Kapitel 9:   Veränderungen hinterlassen Spuren

Alexs Sicht


„Willst du so gehen?" Kritisch mustert mich mein bester Freund, nachdem er meine Wohnung nach 10 Minuten Verspätung betreten hatte. Ich fühle mich sogleich unwohler, als er das Offensichtliche so offensiv äußerte.

„Ja?", antworte ich und tu so als wüsste ich nicht, dass ich nur eine schlapprige Jogginghose trage.
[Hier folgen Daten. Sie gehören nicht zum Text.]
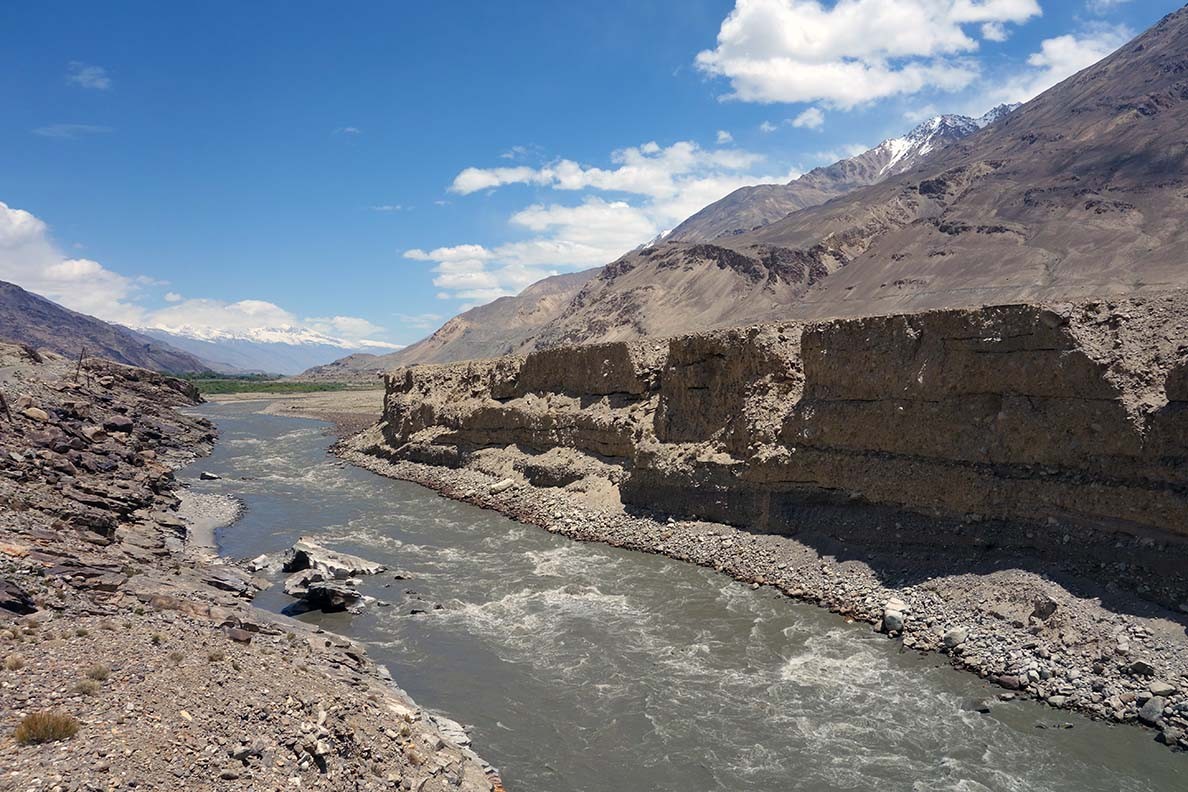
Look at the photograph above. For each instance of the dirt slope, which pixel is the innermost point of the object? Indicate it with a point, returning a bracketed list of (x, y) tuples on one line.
[(1079, 192)]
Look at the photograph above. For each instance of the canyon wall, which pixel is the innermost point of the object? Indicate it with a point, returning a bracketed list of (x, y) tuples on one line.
[(1067, 414)]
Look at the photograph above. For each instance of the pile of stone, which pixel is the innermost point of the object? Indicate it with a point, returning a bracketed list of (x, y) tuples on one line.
[(322, 578)]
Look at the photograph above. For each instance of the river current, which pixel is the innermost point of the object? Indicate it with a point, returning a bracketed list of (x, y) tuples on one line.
[(583, 667)]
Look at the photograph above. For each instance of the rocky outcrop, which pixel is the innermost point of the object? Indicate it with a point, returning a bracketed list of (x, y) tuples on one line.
[(326, 580), (1068, 418), (109, 618)]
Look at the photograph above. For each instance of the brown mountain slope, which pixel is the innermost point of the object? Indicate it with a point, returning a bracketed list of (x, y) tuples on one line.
[(752, 207), (1081, 191), (32, 320), (497, 328)]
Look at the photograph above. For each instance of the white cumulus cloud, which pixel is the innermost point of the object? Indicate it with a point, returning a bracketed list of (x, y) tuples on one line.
[(810, 119), (1056, 59), (853, 51), (646, 190)]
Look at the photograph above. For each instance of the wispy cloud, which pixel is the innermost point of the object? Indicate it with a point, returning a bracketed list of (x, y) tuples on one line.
[(648, 189), (810, 119), (70, 131), (86, 75), (32, 259)]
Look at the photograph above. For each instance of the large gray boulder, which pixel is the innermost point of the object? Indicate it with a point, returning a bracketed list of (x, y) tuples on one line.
[(307, 553), (326, 580)]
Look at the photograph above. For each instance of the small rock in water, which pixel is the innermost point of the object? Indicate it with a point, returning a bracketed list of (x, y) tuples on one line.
[(892, 615), (955, 637), (1152, 710), (501, 486), (1162, 689)]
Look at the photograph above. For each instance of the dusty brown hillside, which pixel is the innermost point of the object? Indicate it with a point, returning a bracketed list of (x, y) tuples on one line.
[(1079, 192)]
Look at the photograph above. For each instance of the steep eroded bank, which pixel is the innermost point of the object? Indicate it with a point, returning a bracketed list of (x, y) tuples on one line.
[(979, 464), (112, 620)]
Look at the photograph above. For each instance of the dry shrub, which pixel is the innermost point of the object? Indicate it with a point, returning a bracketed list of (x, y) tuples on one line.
[(87, 688), (45, 727)]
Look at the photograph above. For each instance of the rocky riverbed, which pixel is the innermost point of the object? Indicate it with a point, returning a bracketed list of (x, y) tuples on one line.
[(141, 647), (1067, 642)]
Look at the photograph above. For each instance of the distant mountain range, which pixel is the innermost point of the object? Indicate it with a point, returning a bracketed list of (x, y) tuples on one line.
[(497, 328), (705, 290), (32, 320), (1080, 192), (750, 208), (272, 350)]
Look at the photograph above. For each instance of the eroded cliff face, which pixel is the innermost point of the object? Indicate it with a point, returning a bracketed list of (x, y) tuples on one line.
[(1070, 414)]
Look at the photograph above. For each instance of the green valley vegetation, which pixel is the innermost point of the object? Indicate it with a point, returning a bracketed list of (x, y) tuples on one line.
[(216, 384)]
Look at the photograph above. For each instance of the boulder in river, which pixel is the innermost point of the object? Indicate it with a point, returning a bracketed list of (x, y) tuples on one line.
[(335, 565), (1152, 710), (326, 580), (318, 593), (892, 615)]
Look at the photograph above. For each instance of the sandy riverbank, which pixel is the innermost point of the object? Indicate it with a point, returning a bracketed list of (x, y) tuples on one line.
[(153, 656), (1067, 642), (1063, 640), (349, 411)]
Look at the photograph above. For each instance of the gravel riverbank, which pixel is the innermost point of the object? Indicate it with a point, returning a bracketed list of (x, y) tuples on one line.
[(141, 650), (1027, 633)]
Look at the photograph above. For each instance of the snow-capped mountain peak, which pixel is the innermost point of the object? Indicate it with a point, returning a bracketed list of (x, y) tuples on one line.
[(285, 334), (901, 153), (277, 349)]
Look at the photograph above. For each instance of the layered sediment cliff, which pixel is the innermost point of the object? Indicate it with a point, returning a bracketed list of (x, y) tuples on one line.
[(1055, 422)]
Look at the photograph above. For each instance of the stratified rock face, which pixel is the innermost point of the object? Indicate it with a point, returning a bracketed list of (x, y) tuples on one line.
[(1069, 413)]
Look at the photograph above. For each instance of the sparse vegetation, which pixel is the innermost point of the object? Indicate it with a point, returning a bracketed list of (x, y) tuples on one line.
[(87, 688), (45, 727)]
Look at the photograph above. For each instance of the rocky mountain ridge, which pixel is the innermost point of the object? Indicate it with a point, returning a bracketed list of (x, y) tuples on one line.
[(1075, 194), (497, 328), (32, 320), (750, 208)]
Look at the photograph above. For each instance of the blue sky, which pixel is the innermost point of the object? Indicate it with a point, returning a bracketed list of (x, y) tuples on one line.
[(370, 169)]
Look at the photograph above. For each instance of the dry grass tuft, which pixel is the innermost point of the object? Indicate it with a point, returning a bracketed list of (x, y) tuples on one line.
[(87, 688), (45, 727)]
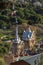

„Mhm. Schon mal was von Jeans gehört?", schlägt Dan sarkastisch angehaucht vor und ich weiß zugleich, dass er sich nicht nur um meinen heutigen Kleidungsstil sorgt, sondern allgemein um meine Erscheinung. Die um ehrlich zu sein, nicht strahlend ist. Ich muss aussehen wie einmal in den Müll geworfen und dann wieder rausgepickt, um daraus doch wieder etwas Essbares zu „zaubern". Ich sollte ihm sagen, dass ich keine Lust habe auszugehen, dafür schwirren mir zu viele Gedanken und Stimmen im Kopf herum, die ich erst sortieren muss.

„Dan ich..."

                     „... Alex, ich weiß du siehst scheiße aus und fühlst dich wahrscheinlich auch so, aber, wenn ich dich frage was denn los mit dir ist, wirst du wieder abblocken und mit „Nichts" antworten. Deshalb wirst du heute endlich wieder über deinen Schatten springen und mitgehen. Weil dieses „Nichts" schlimmer geworden ist in den letzten 3 Wochen", endet er und sieht mich anklagend an.

„Komm schon Brüderchen." Versucht er mich nochmals zu überzeugen, doch seine Aussage verleiht mir nur einen Stich in der Brust. Sofort muss ich an Paul, meinen Bruder denken, er hatte mich immer Brüderchen genannt.

„Wir sind keine Brüder!", stelle ich kalt fest. Ich sollte über den Fehler meines Freundes hinwegsehen, es ist schon so lange her, er hat es bestimmt schon vergessen, dass Paul mich immer so nannte, aber ich kann das nicht so stehen lassen. Mein Bruder geht vor.

„Wir haben aber vor 10 Jahren auf unsere Brüderschaft getrunken", versucht er mir entgegen zu setzten.

„Das gilt nicht." Ich weiß selbst gerade nicht, was mit mir los ist, dass ich ihn so angehe.

„Alex komm schon. Ich will doch nur, dass du mir erzählst, was dich bedrückt. Jedenfalls nehme ich an, dass es dich unter Druck setzt, weil du nicht richtig wütend bist, sondern einfach nur abweisend.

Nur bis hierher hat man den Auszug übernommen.